Heid misses the mark with this article in many aspects of scientific reporting. One of the first oversights in this article is the complete lack of references to the studies that the article is about. No links are provided and the best that one can do is to go the AHA website, search for “Florian Rader” (senior author), find that he and his collogues had presented three, very similar, abstracts at the 2019 AHA conference and assume that Heid is referring to Abstract 15018 based on the sample sizes reported (although Heid incorrectly stated one of the sample sizes). This will lead one to the submitted abstract by Rader’s group, but the full report is not documented anywhere. Because of the small amount of data provided as well as the fact that these investigations were centered around a single blood flow test, the author of the news article seems to be over exaggerating the results by claiming that e-cigarettes are worse for heart health than traditional cigarettes. Heart health is comprised of many different factors and many more tests and larger sample sizes are necessary before anyone can make a remarkable claim like that.
Heid does report Rader’s statement saying that the sample size is too small to make any conclusions and that the results are only apparent when averages are taken, but Heid seems to innocuously slip in this important fact and focuses more on including over exaggerations of previous studies or completely unrelated studies regarding e-cigarette use. Heid makes sure to reference previous survey-based analysis that could show a (very) weak correlation between e-cigarette use and stroke or heart attack. Heid does not mention the possibility that these weak correlations could be because many users of e-cigarettes are former smokers and could have increased risk of health problems form their previous years of smoking. Heid also feels the need to include a seemingly unrelated account of an isolated case of a teenager having an allergic reaction to an e-cigarette and the two paragraphs on the subject in the article were clearly aimed at enticing fear towards e-cigarettes.

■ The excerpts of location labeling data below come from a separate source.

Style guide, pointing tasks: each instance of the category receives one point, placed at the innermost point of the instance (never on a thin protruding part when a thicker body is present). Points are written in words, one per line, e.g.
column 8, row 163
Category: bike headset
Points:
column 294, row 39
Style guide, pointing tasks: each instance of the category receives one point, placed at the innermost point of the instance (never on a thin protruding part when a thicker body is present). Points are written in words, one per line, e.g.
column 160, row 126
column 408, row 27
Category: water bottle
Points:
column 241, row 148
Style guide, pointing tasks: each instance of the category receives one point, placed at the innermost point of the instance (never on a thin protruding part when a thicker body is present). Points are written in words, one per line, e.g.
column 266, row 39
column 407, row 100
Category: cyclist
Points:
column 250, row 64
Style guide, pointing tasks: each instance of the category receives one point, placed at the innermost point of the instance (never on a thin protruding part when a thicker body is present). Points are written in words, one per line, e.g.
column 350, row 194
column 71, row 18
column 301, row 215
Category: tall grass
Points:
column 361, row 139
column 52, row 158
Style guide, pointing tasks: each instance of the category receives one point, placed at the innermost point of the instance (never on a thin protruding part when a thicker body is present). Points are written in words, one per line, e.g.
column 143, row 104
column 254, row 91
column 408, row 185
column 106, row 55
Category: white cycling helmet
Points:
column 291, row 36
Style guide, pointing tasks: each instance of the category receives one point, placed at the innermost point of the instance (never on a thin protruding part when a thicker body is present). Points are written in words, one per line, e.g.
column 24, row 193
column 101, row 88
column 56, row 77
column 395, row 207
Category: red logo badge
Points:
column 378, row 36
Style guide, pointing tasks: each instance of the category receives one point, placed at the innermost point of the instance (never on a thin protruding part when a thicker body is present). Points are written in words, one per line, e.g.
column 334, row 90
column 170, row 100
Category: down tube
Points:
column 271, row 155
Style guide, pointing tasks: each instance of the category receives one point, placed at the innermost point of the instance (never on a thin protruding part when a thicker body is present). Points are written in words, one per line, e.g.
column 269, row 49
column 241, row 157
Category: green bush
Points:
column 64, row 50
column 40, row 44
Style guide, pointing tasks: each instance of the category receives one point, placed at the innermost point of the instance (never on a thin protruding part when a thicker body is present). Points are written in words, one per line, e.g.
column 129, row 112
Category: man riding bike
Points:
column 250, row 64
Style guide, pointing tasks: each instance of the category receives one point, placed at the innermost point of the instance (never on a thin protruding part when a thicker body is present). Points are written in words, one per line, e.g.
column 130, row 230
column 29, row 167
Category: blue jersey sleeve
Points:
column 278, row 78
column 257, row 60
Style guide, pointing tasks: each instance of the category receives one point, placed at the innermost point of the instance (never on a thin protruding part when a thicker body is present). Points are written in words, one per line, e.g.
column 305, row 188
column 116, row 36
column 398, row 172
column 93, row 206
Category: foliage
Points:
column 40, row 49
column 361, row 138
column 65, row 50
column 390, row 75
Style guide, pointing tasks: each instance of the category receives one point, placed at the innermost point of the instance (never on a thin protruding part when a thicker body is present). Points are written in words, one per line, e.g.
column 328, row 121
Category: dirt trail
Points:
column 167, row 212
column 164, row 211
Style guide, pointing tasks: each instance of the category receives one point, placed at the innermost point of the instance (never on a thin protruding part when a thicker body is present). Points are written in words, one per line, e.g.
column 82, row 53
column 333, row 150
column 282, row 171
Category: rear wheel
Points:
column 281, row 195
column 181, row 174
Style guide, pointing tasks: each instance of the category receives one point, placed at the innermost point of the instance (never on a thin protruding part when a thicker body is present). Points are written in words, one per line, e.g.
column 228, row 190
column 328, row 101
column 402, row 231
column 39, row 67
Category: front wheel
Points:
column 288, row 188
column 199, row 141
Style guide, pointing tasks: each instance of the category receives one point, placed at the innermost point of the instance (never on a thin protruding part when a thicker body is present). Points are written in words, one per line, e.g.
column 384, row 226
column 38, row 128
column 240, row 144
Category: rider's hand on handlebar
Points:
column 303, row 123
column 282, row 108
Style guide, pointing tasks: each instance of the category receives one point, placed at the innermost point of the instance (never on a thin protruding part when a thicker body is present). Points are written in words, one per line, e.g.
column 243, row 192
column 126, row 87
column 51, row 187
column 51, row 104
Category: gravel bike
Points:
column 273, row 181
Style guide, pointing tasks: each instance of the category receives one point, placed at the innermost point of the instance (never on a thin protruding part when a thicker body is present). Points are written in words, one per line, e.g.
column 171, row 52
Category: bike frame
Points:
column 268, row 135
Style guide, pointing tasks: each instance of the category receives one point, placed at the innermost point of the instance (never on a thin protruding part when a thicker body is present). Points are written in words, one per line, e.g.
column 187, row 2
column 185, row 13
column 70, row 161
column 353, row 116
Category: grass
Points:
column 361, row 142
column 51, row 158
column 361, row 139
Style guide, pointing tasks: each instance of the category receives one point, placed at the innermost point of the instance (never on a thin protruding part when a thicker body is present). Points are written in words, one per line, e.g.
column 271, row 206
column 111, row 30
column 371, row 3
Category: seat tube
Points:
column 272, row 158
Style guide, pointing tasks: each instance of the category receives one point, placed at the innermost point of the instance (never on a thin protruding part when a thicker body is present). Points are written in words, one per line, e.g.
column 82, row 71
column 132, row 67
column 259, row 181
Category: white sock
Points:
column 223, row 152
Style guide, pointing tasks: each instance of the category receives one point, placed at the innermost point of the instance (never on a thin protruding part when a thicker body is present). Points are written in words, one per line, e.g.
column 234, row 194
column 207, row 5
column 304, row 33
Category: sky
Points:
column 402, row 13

At the end of the article, there was almost a glimpse of hope as Heid mentions the CDC’s evidence that the “Vaping Crisis” could be caused by vitamin E acetate in illegal, black market THC (active ingredient in marijuana) pod vaping devices. This claim seems to be effortlessly brushed off though and Heid ends the article with his claim of “all the evidence is piling up” against e-cigarettes. The author seems to have missed the report from the CDC that was released on November 8th that states that 100% of the “Vaping Crisis” victim’s lung fluid samples tested positive for vitamin E acetate while the control group tested at 0%. Heid also seems to have left out any one of the numerous United Kingdom-based research articles and experts who have, for many years now, been stating the opposite of what United States-based researchers have been claiming on the dangers of e-cigarettes. Many health professionals in the UK see e-cigarettes as a less harmful alternative to traditional cigarettes and Public Health England (PHE) still stands by their claim that “vaping is 95% less harmful than tobacco”.